Cas9 Stable Cell Line - HGC-27

The HGC-27 cell line, derived from metastatic lymph nodes of a 60-year-old female gastric cancer patient, represents an epithelial-morphological model of undifferentiated gastric cancer. These cells exhibit an adherent growth pattern and possess valuable properties for oncology research, including tumorigenicity in immunodeficient mice and expression of specific gastric cancer biomarkers. The Cas9-stable HGC-27 cell line was constructed by transducing the Streptococcus pyogenes Cas9 nuclease gene. This cell line exhibited a stable proliferation rate comparable to parental HGC-27 cells and maintained robust Cas9 activity after multiple passages without significant silencing.

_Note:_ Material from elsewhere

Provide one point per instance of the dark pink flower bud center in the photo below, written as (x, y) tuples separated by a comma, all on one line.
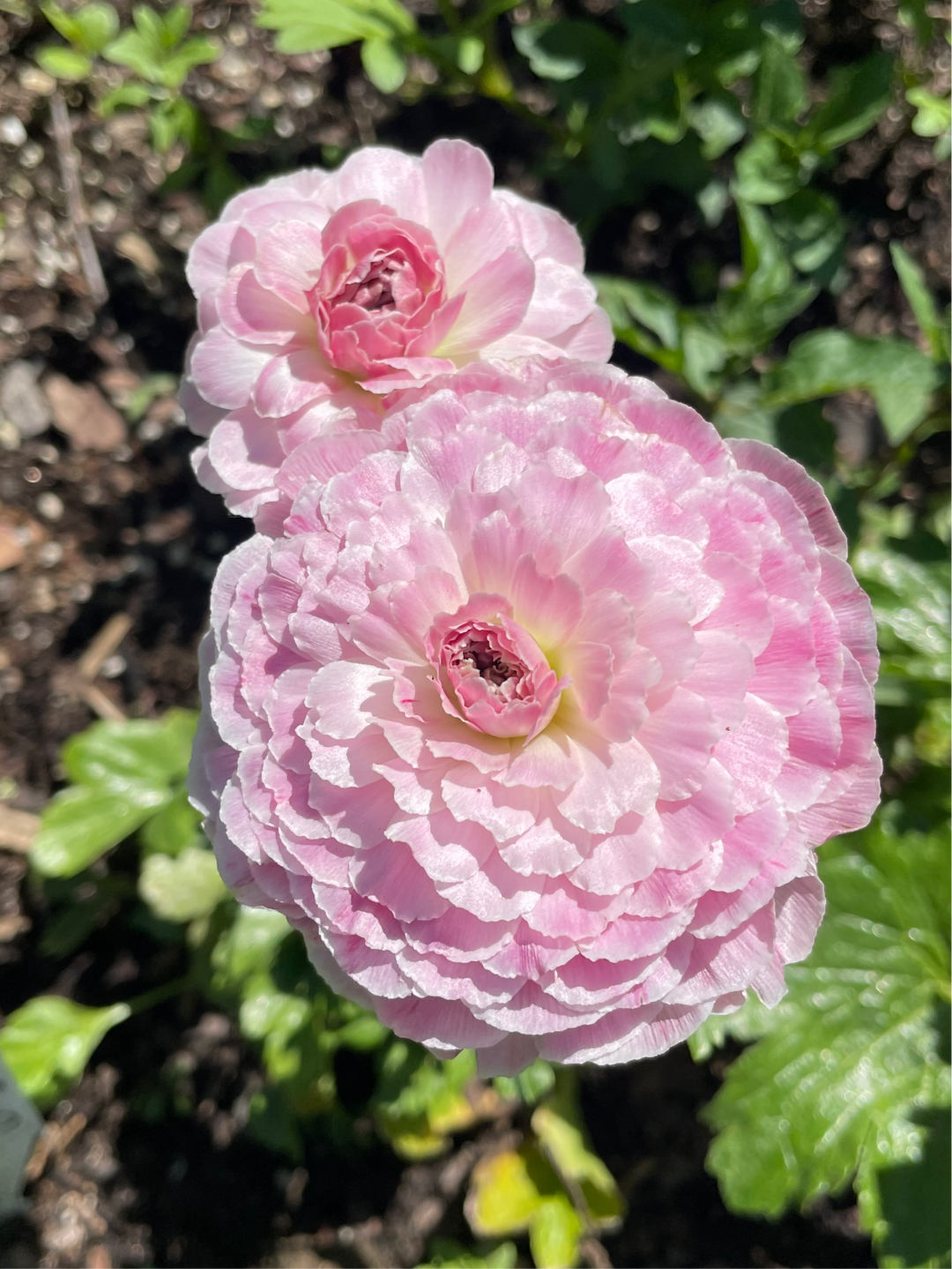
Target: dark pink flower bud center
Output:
[(374, 289), (494, 676)]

This Cas9 Stable Cell Line - HGC-27 has applications in multiple fields, including functional genomics and therapeutic drug development. Researchers used this cell line for high-throughput CRISPR screening to identify novel therapeutic targets in gastric cancer pathways, particularly those involved in metastasis and drug resistance mechanisms. Stable Cas9 expression eliminates transfection variability, enabling reproducible construction of homologous cell models via single-guide RNA delivery, allowing for precise gene knockout, knock-in, or base editing. This facilitates the study of gene function in tumor progression, microenvironment interactions, and metabolic reprogramming. The cell line supports the drug discovery process by rapidly validating candidate targets and assessing synthetic lethal interactions using a combined CRISPR/sgRNA approach. Furthermore, this model can serve as a platform for constructing personalized cancer models, accelerating the preclinical evaluation of targeted therapies by introducing patient-specific mutations.